In the 1590s, the famous naturalist Ulisse Aldrovandi examined the eight-year-old daughter of Petrus and Catherine and commissioned a drawing of the family. Multiple authors published their descriptions of the “curiosities,” as if the children were not human beings.
The “Wild Children” Were Handed Out As Pets To Other Royal Families
The family eventually settled in Parma, Italy, where Duke Ranuccio Farnese employed them. But the Gonsalvus family was still treated like property – there was no way for them to lead a normal life. Instead, their condition was exploited by aristocrats who wanted to gawk at freaks of nature. In a tragic turn of events, the Duke sent away the four hairy Gonsalvus children as gifts to his noble friends. Just like Petrus, they were seen as pets rather than people.
There were no paintings made of the Gonsalvus children who were born without Petrus’s condition. They were not considered curiosities; thus, they were unworthy of recording.
Were Catherine and Petrus In Love? We Can Only Guess
This portrait of Catherine and Petrus hints at the mystery of their true relationship. Although they were married for 40 years and produced seven children, were they truly in love? Their marriage was arranged as a joke for European royalty, and their children were snatched away to act as court pets. Their story is so bleak that it’s difficult to imagine how it became the basis of the fairy tale Beauty and the Beast.
But what about the relationship between Catherine and Petrus? Does Catherine’s hand on Petrus’s shoulder indicate warmth between the pair? Or does the steady, far-off look on her face hint at something more tragic?
Catherine and Petrus Did Not Get Their Happily Ever After
The real-life Beauty and the Beast were trapped in Europe’s royal courts, where they lived with aristocrats and wore beautiful clothes but had no control over their lives. In his biography of Petrus, Robert Zapperi describes the couple as “neither captured nor free” – and sadly, the same fate struck their children.
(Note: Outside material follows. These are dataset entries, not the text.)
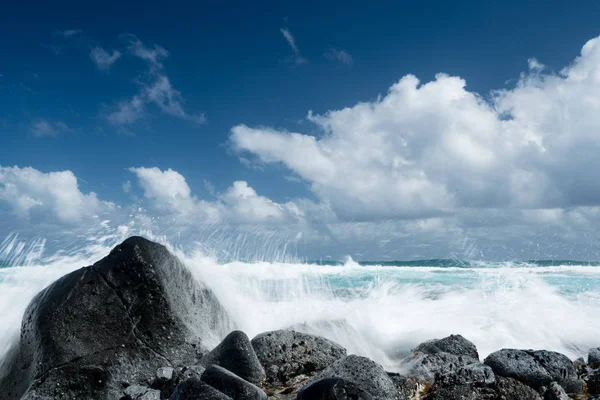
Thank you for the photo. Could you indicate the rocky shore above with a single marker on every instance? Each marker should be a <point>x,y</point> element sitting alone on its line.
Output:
<point>136,325</point>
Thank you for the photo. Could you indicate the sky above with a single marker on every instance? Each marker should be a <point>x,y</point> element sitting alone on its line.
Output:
<point>402,130</point>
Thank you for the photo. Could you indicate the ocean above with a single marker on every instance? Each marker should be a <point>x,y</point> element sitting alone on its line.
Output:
<point>377,309</point>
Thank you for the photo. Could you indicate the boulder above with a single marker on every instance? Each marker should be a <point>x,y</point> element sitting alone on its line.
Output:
<point>407,387</point>
<point>426,366</point>
<point>594,358</point>
<point>286,354</point>
<point>364,373</point>
<point>536,368</point>
<point>453,344</point>
<point>512,389</point>
<point>232,385</point>
<point>333,389</point>
<point>476,374</point>
<point>555,392</point>
<point>236,354</point>
<point>195,389</point>
<point>114,322</point>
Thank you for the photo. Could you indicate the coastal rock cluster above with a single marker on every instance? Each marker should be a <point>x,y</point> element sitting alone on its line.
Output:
<point>137,326</point>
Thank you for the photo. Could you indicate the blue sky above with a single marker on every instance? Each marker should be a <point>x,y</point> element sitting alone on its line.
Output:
<point>212,92</point>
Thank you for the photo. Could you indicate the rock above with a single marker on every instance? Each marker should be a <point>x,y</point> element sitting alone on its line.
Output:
<point>236,354</point>
<point>164,374</point>
<point>511,389</point>
<point>286,354</point>
<point>555,392</point>
<point>536,368</point>
<point>406,387</point>
<point>195,389</point>
<point>476,374</point>
<point>333,389</point>
<point>593,382</point>
<point>453,344</point>
<point>461,392</point>
<point>426,366</point>
<point>134,311</point>
<point>594,358</point>
<point>364,373</point>
<point>232,385</point>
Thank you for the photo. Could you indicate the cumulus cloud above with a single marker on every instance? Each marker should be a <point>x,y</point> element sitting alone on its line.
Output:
<point>42,127</point>
<point>429,149</point>
<point>27,190</point>
<point>297,58</point>
<point>340,55</point>
<point>156,89</point>
<point>103,59</point>
<point>169,191</point>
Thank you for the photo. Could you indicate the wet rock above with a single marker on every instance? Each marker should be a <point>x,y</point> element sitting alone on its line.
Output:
<point>453,344</point>
<point>285,354</point>
<point>594,358</point>
<point>406,387</point>
<point>232,385</point>
<point>512,389</point>
<point>535,368</point>
<point>236,354</point>
<point>364,373</point>
<point>134,311</point>
<point>476,374</point>
<point>593,382</point>
<point>333,389</point>
<point>555,392</point>
<point>426,366</point>
<point>195,389</point>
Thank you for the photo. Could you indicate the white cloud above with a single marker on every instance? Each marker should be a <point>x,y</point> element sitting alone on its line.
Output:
<point>427,150</point>
<point>340,55</point>
<point>42,127</point>
<point>298,59</point>
<point>27,190</point>
<point>103,59</point>
<point>169,191</point>
<point>157,90</point>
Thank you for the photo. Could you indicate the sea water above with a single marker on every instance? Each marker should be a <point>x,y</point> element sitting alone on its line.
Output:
<point>377,309</point>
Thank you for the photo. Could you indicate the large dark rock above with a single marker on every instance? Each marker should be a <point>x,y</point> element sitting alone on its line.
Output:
<point>115,322</point>
<point>232,385</point>
<point>536,368</point>
<point>453,344</point>
<point>512,389</point>
<point>364,373</point>
<point>594,358</point>
<point>406,387</point>
<point>287,354</point>
<point>235,353</point>
<point>333,389</point>
<point>426,366</point>
<point>195,389</point>
<point>476,374</point>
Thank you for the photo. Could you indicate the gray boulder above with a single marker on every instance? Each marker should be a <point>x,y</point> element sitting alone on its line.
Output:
<point>476,374</point>
<point>535,368</point>
<point>286,354</point>
<point>594,358</point>
<point>195,389</point>
<point>236,354</point>
<point>453,344</point>
<point>512,389</point>
<point>117,321</point>
<point>333,389</point>
<point>232,385</point>
<point>364,373</point>
<point>426,366</point>
<point>555,392</point>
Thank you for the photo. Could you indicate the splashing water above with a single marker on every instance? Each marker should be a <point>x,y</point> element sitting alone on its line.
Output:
<point>377,310</point>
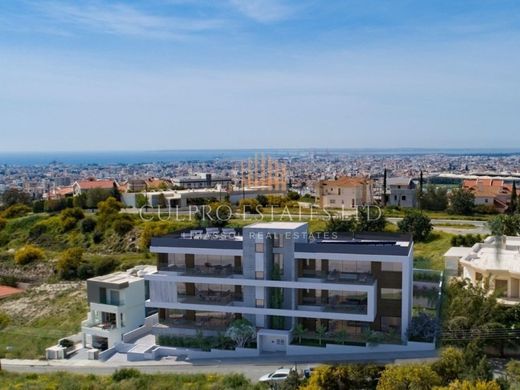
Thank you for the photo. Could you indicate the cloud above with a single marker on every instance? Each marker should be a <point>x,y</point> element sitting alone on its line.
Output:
<point>122,19</point>
<point>264,11</point>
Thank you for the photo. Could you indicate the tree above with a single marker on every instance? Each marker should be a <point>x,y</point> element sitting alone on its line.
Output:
<point>14,196</point>
<point>293,195</point>
<point>108,210</point>
<point>88,225</point>
<point>16,211</point>
<point>423,327</point>
<point>214,214</point>
<point>28,254</point>
<point>468,385</point>
<point>434,198</point>
<point>504,225</point>
<point>450,366</point>
<point>96,195</point>
<point>345,376</point>
<point>462,202</point>
<point>241,331</point>
<point>416,223</point>
<point>299,331</point>
<point>409,376</point>
<point>69,262</point>
<point>513,372</point>
<point>321,330</point>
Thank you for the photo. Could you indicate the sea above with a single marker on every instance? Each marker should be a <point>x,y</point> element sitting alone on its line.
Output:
<point>162,156</point>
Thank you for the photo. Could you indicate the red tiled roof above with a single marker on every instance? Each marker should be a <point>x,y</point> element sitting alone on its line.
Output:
<point>6,291</point>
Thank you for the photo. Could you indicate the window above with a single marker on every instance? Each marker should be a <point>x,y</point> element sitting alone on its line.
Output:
<point>278,261</point>
<point>391,293</point>
<point>278,241</point>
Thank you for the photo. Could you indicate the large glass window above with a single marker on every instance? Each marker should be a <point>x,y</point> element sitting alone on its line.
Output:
<point>391,293</point>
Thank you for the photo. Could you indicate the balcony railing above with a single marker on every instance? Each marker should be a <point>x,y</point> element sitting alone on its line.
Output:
<point>206,270</point>
<point>205,298</point>
<point>335,276</point>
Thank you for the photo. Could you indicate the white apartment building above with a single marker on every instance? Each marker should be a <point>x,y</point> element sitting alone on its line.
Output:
<point>277,276</point>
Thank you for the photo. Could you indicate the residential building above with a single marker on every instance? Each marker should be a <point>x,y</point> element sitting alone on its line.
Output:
<point>201,180</point>
<point>401,192</point>
<point>116,306</point>
<point>490,192</point>
<point>82,186</point>
<point>495,265</point>
<point>345,192</point>
<point>277,275</point>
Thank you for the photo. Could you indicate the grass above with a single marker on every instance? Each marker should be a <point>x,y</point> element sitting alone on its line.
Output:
<point>430,254</point>
<point>125,379</point>
<point>27,337</point>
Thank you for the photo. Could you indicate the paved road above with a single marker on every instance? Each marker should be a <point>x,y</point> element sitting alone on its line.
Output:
<point>252,368</point>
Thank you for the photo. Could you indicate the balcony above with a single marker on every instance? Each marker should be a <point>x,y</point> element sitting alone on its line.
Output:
<point>207,269</point>
<point>210,298</point>
<point>338,277</point>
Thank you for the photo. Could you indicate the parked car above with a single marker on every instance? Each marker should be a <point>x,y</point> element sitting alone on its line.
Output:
<point>279,375</point>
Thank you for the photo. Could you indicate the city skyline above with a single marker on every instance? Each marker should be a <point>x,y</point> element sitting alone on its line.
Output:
<point>166,75</point>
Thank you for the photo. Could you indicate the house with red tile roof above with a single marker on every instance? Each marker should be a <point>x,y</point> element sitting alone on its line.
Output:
<point>344,192</point>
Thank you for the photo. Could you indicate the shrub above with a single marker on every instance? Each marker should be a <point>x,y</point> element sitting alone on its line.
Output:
<point>69,262</point>
<point>28,254</point>
<point>123,225</point>
<point>4,320</point>
<point>88,225</point>
<point>125,373</point>
<point>16,211</point>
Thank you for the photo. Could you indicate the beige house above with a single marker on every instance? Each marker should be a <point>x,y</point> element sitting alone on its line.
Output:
<point>345,192</point>
<point>495,265</point>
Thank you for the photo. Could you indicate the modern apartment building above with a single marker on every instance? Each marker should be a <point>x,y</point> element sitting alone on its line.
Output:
<point>345,192</point>
<point>116,306</point>
<point>277,275</point>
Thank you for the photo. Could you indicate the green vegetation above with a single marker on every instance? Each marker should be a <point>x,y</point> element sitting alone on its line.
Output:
<point>126,379</point>
<point>417,224</point>
<point>28,254</point>
<point>430,253</point>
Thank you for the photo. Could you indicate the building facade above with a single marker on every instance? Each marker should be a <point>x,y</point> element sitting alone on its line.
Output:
<point>280,278</point>
<point>116,306</point>
<point>401,192</point>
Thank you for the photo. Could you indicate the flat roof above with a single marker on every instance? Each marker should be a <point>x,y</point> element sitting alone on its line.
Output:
<point>116,278</point>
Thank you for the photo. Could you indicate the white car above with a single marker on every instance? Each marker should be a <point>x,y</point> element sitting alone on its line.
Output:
<point>279,375</point>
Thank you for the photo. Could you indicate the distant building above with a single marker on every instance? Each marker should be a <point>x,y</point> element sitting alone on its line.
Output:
<point>492,264</point>
<point>401,192</point>
<point>201,180</point>
<point>347,192</point>
<point>116,306</point>
<point>490,192</point>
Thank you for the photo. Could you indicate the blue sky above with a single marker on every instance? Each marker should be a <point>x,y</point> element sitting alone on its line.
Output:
<point>185,74</point>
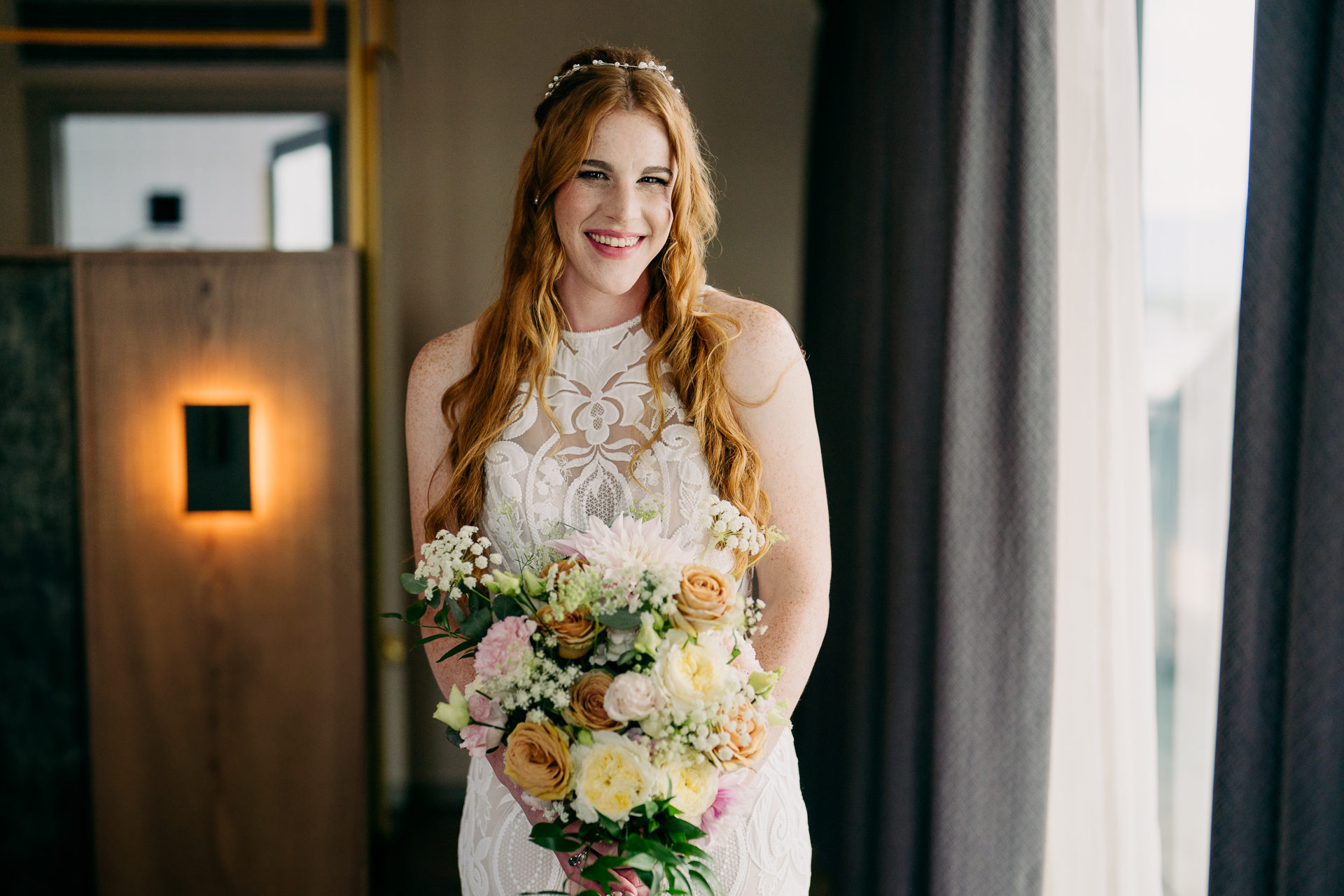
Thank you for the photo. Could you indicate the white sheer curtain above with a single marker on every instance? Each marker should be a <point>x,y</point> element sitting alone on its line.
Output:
<point>1102,832</point>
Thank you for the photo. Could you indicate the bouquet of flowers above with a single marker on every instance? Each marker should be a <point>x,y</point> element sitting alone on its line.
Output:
<point>616,672</point>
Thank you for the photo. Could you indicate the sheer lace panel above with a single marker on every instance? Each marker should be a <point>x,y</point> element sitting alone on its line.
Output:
<point>542,481</point>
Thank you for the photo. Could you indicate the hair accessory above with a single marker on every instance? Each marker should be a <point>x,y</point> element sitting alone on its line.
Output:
<point>650,66</point>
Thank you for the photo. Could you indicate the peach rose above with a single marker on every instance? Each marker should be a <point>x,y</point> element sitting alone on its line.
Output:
<point>575,631</point>
<point>746,738</point>
<point>707,601</point>
<point>588,697</point>
<point>538,761</point>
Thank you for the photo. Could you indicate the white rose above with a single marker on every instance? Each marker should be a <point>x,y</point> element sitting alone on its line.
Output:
<point>692,675</point>
<point>612,777</point>
<point>631,697</point>
<point>694,786</point>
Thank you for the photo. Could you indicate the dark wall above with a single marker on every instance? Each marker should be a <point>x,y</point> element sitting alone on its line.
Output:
<point>45,808</point>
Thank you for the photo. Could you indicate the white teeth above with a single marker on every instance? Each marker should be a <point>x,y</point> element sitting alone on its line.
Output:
<point>613,241</point>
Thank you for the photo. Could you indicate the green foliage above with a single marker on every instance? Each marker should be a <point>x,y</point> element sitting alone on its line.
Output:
<point>620,620</point>
<point>413,584</point>
<point>655,843</point>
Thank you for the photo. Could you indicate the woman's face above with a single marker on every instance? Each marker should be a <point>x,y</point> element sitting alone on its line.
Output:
<point>615,216</point>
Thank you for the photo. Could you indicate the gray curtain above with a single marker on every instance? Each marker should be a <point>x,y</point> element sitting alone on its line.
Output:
<point>930,330</point>
<point>1278,777</point>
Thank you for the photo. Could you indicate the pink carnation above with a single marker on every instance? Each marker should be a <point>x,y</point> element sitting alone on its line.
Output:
<point>729,806</point>
<point>477,739</point>
<point>504,648</point>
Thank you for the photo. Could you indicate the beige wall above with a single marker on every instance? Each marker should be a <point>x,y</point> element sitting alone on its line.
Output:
<point>460,96</point>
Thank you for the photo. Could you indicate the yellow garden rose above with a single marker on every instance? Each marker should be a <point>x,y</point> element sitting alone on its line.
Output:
<point>694,785</point>
<point>612,777</point>
<point>691,675</point>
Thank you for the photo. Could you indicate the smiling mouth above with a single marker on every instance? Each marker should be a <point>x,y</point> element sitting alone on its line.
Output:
<point>615,242</point>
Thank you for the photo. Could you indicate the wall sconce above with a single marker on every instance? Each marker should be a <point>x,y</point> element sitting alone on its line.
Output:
<point>218,457</point>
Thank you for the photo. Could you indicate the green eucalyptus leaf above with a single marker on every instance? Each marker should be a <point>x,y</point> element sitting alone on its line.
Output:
<point>467,649</point>
<point>656,850</point>
<point>641,862</point>
<point>507,606</point>
<point>477,624</point>
<point>433,637</point>
<point>413,584</point>
<point>620,620</point>
<point>609,827</point>
<point>682,828</point>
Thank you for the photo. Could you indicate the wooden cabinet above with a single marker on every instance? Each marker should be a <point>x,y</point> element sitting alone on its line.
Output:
<point>226,649</point>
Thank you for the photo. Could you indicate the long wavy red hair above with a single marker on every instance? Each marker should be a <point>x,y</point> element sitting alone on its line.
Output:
<point>517,337</point>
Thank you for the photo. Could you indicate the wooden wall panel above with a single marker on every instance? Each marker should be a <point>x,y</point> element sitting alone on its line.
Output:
<point>226,663</point>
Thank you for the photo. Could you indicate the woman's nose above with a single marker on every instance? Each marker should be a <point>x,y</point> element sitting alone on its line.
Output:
<point>624,203</point>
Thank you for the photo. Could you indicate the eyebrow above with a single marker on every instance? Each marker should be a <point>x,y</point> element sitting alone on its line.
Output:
<point>603,166</point>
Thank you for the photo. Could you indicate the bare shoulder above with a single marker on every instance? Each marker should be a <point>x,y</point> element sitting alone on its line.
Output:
<point>765,349</point>
<point>440,363</point>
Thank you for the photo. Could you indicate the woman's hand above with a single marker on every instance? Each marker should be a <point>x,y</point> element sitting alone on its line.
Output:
<point>626,884</point>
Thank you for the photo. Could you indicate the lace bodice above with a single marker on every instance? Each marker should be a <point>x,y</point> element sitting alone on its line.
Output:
<point>540,481</point>
<point>543,481</point>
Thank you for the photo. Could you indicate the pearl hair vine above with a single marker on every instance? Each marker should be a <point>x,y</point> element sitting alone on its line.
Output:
<point>648,66</point>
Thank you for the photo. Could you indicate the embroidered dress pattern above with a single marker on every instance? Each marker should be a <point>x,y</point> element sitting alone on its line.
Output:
<point>550,479</point>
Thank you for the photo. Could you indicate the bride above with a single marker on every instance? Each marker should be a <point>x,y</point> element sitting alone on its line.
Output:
<point>609,377</point>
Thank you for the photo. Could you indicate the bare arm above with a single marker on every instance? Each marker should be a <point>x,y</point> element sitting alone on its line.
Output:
<point>438,365</point>
<point>794,575</point>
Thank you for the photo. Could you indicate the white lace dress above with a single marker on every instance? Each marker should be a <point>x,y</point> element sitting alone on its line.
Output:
<point>601,396</point>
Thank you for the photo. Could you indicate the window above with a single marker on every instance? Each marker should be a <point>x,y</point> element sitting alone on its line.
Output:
<point>1196,96</point>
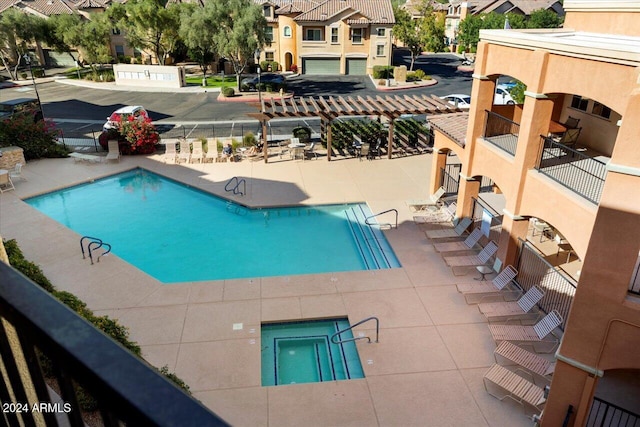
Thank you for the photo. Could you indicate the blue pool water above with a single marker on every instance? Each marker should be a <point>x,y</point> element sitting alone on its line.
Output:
<point>302,352</point>
<point>176,233</point>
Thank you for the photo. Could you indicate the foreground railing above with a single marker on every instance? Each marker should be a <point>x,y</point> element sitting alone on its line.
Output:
<point>582,174</point>
<point>501,132</point>
<point>605,414</point>
<point>127,390</point>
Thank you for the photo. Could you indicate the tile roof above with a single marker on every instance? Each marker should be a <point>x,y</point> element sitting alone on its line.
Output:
<point>452,125</point>
<point>374,11</point>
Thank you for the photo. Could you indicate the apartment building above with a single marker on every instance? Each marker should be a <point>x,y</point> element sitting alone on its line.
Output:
<point>566,166</point>
<point>330,37</point>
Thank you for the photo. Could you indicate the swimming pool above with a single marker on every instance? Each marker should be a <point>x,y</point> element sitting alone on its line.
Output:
<point>302,352</point>
<point>177,233</point>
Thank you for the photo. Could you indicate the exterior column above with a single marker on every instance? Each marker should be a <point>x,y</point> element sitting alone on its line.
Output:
<point>438,162</point>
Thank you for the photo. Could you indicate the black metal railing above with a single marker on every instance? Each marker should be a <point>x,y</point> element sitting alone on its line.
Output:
<point>605,414</point>
<point>126,389</point>
<point>578,172</point>
<point>501,132</point>
<point>533,270</point>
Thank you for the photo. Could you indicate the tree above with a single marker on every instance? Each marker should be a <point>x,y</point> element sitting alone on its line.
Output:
<point>149,25</point>
<point>240,30</point>
<point>196,31</point>
<point>406,30</point>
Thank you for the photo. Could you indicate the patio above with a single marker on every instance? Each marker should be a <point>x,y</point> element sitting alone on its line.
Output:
<point>434,349</point>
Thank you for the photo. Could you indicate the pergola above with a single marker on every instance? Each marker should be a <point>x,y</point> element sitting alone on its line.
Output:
<point>331,107</point>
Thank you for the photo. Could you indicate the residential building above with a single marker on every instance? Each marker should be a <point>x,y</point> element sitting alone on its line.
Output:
<point>581,194</point>
<point>330,37</point>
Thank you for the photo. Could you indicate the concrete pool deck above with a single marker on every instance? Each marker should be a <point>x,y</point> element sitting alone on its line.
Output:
<point>434,349</point>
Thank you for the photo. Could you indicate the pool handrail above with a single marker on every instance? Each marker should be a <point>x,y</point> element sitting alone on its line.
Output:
<point>357,338</point>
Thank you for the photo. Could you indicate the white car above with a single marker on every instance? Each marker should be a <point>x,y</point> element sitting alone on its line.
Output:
<point>130,110</point>
<point>503,97</point>
<point>460,100</point>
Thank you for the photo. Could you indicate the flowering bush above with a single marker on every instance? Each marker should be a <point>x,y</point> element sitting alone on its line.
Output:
<point>134,135</point>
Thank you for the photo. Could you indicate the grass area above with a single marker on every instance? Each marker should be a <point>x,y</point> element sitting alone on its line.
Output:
<point>214,81</point>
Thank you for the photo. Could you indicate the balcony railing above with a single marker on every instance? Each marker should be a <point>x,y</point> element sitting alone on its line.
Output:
<point>127,390</point>
<point>501,132</point>
<point>578,172</point>
<point>605,414</point>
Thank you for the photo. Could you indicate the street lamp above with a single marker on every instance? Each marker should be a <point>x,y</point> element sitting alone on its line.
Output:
<point>27,59</point>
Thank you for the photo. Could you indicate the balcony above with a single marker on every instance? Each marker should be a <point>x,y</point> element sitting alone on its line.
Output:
<point>501,132</point>
<point>583,172</point>
<point>127,389</point>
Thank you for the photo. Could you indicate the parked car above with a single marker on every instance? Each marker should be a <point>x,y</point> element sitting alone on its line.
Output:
<point>503,97</point>
<point>123,113</point>
<point>459,100</point>
<point>251,82</point>
<point>21,106</point>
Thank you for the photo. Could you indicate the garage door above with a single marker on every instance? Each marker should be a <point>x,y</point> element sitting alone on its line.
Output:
<point>321,66</point>
<point>357,67</point>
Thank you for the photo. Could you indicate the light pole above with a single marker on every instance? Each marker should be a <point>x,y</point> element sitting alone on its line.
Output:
<point>27,59</point>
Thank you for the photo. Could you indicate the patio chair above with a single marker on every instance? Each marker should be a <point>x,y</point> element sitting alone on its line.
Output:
<point>501,383</point>
<point>17,172</point>
<point>432,201</point>
<point>458,230</point>
<point>524,359</point>
<point>540,333</point>
<point>185,151</point>
<point>468,243</point>
<point>170,151</point>
<point>5,182</point>
<point>473,260</point>
<point>114,150</point>
<point>512,309</point>
<point>499,286</point>
<point>197,153</point>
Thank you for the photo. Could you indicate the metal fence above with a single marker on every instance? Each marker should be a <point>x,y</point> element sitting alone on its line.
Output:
<point>578,172</point>
<point>501,132</point>
<point>533,270</point>
<point>605,414</point>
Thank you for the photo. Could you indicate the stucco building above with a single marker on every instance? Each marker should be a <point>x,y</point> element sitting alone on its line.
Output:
<point>580,194</point>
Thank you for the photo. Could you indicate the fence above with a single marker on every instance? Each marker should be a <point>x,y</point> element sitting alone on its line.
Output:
<point>534,270</point>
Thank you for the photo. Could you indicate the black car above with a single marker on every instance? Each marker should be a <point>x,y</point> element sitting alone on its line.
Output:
<point>250,83</point>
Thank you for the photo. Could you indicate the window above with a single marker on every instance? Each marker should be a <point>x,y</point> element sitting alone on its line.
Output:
<point>313,34</point>
<point>579,103</point>
<point>356,35</point>
<point>334,35</point>
<point>601,110</point>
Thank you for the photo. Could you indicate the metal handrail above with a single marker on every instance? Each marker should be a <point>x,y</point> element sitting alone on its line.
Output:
<point>366,220</point>
<point>353,326</point>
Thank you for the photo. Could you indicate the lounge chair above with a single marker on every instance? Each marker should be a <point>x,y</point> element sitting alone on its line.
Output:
<point>502,383</point>
<point>524,359</point>
<point>457,231</point>
<point>16,173</point>
<point>114,150</point>
<point>473,260</point>
<point>432,201</point>
<point>540,333</point>
<point>468,243</point>
<point>444,214</point>
<point>478,290</point>
<point>170,152</point>
<point>512,309</point>
<point>185,151</point>
<point>196,152</point>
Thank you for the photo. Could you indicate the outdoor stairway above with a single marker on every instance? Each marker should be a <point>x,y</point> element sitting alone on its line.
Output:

While the fairy tale version ends with Beauty and the Beast happily wed, in real life, no one knows what exactly happened to Catherine and Petrus. After being shuffled from one court to another, they eventually settled in the small village of Capodimonte in Italy. Catherine died in 1623, according to the town’s registrar of death, but there is no record of Petrus’s death – perhaps because only people who received last rites were recorded in the registrar. It is possible that Petrus was not considered human enough to receive last rights. Even at his death, Petrus was still seen as a curiosity rather than a man.
You can see why Disney modified the tragic but true story of Beauty and the Beast.